Predicting randomness

Discussion in 'Trading' started by oddiduro, Nov 3, 2005.

  1. I submit that the markets are indeed a random walk, yet tradeable. The success comes in managing the risk, and not the outcome of the trade.
     
    #11     Nov 4, 2005
  2. That does not guarantee that x condition will necessarily create y results.

    Fooled by Randomness??:)
     
    #12     Nov 4, 2005
  3. Price has a reason...supply and demand.

    But can the engine that determines supply and demand be determined beyond a coin flip?

    No.
     
    #13     Nov 4, 2005
  4. Cuspis

    Cuspis

    It is all about probabilities, not predictability.
     
    #14     Nov 4, 2005
  5. duard

    duard

    I only hope you believe what you write.

    Good luck and think it over.
     
    #15     Nov 4, 2005
  6. autocorr

    autocorr

    The question about trends ist if the markets have any kind of positive autoregression. The question about every kind of technical analyses is if there is any kind of autotocorrelatation positive or negative . The first poster is right ,you can not find positive autocorrelation since mid of 60s at least in the Dow.

    I made a lot of these analyses but "trends" are really phantasy. They only exist in your eyes watching a chart
     
    #16     Nov 4, 2005
  7. dont

    dont

    Could not agree more, also you need to look at all the possible paths. What I mean is just because you made money on a trade does not mean that you did the right thing. By the same token because you lost money doesn't mean you did the wrong thing.

    The hard thing is accepting the randomness and moving on.

    Also knowing when you made money from luck and also knowing when you lost it from luck.

    And while I am on a role knowing when you made money from skill and lost money even if you had skill.

    Bottom line is markets are random, they move for no reason, the sooner one, frees ones mind from; but why did it move like that, the better.
     
    #17     Nov 4, 2005
  8. markets move for no reason??

    geez, I thought they moved for a reason. I thought it had something to do with supply and demand.

    No? why not? If a new kind of cotton pest wipes out the entire US cotton crop in a "once in a thousand lifetimes" type of event, and then the same pest is mistakenly introduced in the 3 other biggest cotton growing areas of the world and wipes out all the crops and somehow wipes out all the seedstock (it's a hypothetical), can we not predict (determine in advance) that this will have an effect on cotton prices?

    If a small software company develops a product that the whole world will need, can't some intelligent investors have the foresight to see the potential and invest early? M$?

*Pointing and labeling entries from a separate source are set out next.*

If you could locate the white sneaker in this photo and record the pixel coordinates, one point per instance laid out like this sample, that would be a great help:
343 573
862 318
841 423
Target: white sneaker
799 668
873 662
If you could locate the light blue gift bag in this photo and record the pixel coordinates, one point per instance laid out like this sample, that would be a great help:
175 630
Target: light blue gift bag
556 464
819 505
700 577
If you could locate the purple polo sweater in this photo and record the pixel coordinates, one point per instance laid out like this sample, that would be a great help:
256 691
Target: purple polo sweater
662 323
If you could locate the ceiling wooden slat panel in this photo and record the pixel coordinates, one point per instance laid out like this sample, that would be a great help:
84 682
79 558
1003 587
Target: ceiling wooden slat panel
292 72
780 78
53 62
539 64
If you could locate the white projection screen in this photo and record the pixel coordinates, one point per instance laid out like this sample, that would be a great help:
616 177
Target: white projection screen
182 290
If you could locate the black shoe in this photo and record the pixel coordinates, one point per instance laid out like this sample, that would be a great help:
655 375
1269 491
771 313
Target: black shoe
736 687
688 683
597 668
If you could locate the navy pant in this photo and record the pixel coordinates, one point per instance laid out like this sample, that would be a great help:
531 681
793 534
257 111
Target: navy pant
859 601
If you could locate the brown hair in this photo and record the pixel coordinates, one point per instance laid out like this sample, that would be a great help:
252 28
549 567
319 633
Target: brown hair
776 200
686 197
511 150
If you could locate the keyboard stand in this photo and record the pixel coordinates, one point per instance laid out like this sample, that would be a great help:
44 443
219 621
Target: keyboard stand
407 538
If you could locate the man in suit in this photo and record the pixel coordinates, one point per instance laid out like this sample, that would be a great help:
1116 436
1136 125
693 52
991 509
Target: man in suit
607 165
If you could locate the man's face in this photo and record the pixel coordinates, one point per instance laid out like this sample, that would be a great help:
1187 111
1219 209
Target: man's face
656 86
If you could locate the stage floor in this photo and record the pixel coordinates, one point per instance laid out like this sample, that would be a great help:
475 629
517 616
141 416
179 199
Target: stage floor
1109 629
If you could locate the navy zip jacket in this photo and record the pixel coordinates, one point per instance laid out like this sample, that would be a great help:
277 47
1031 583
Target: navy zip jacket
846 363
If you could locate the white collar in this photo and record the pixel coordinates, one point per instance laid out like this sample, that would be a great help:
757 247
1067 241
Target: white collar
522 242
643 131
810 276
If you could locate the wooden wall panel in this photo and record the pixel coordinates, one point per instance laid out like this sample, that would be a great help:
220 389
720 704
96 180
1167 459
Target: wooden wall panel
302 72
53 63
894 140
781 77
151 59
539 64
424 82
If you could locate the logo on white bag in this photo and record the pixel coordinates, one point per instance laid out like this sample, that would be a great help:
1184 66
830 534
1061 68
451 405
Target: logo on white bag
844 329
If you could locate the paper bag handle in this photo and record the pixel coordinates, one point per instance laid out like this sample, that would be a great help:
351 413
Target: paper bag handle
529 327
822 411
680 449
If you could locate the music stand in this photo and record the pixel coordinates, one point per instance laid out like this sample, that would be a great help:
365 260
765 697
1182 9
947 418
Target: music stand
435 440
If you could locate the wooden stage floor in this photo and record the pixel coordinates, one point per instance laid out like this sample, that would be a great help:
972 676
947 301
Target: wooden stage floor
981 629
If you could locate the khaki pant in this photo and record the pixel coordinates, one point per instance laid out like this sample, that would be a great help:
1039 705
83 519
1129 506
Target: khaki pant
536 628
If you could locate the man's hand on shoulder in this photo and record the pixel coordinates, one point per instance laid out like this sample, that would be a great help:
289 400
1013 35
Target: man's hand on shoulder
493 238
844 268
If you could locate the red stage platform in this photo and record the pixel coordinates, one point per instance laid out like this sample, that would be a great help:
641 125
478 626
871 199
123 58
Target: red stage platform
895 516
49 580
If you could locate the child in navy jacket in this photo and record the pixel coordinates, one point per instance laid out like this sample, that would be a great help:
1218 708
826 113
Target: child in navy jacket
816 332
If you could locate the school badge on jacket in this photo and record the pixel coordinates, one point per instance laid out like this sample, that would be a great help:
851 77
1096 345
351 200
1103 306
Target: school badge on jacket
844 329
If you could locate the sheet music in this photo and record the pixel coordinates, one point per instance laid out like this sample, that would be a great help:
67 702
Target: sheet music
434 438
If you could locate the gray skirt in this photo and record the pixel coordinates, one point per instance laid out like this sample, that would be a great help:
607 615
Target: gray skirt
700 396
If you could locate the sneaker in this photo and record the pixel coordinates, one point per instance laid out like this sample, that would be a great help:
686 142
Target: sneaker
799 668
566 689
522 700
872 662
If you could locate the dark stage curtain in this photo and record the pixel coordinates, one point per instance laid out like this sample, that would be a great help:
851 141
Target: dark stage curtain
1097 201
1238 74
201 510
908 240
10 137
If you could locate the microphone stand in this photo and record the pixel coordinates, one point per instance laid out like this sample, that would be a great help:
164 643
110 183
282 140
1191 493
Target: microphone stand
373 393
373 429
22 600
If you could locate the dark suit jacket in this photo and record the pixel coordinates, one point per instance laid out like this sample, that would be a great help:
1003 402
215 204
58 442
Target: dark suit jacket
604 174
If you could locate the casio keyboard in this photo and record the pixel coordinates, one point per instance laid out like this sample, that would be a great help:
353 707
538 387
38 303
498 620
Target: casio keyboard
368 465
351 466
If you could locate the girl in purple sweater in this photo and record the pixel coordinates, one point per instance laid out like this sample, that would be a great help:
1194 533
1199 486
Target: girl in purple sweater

    oddi, we agree about the second half of your statement. Managing risk is what sets successful traders apart. However, a lot of people say that successful trading is about having an edge. I assume you believe that the only edge a trader can have is in the way he manages risk? That is, if he has exceptional risk management, then he will win even if his entries are randomized?
    Agreed. And that doesn't mean that markets are a random walk.
     
    #18     Nov 4, 2005
  9. 1/Predicting direction accurately is possible especially on short time frames.

    2/ Just looking at the pattern exclusively is not the right thing to do.
     
    #19     Nov 4, 2005
  10. Is there a rational basis to supply and demand? The market moved about 170 points the other day because of a name. That is not rational.

    Attempting to predict the future is not rational. If there is no rational basis to an action, then that action is randomized.

    The markets, if anything, measure the irrational behavior of an aggregate of individuals.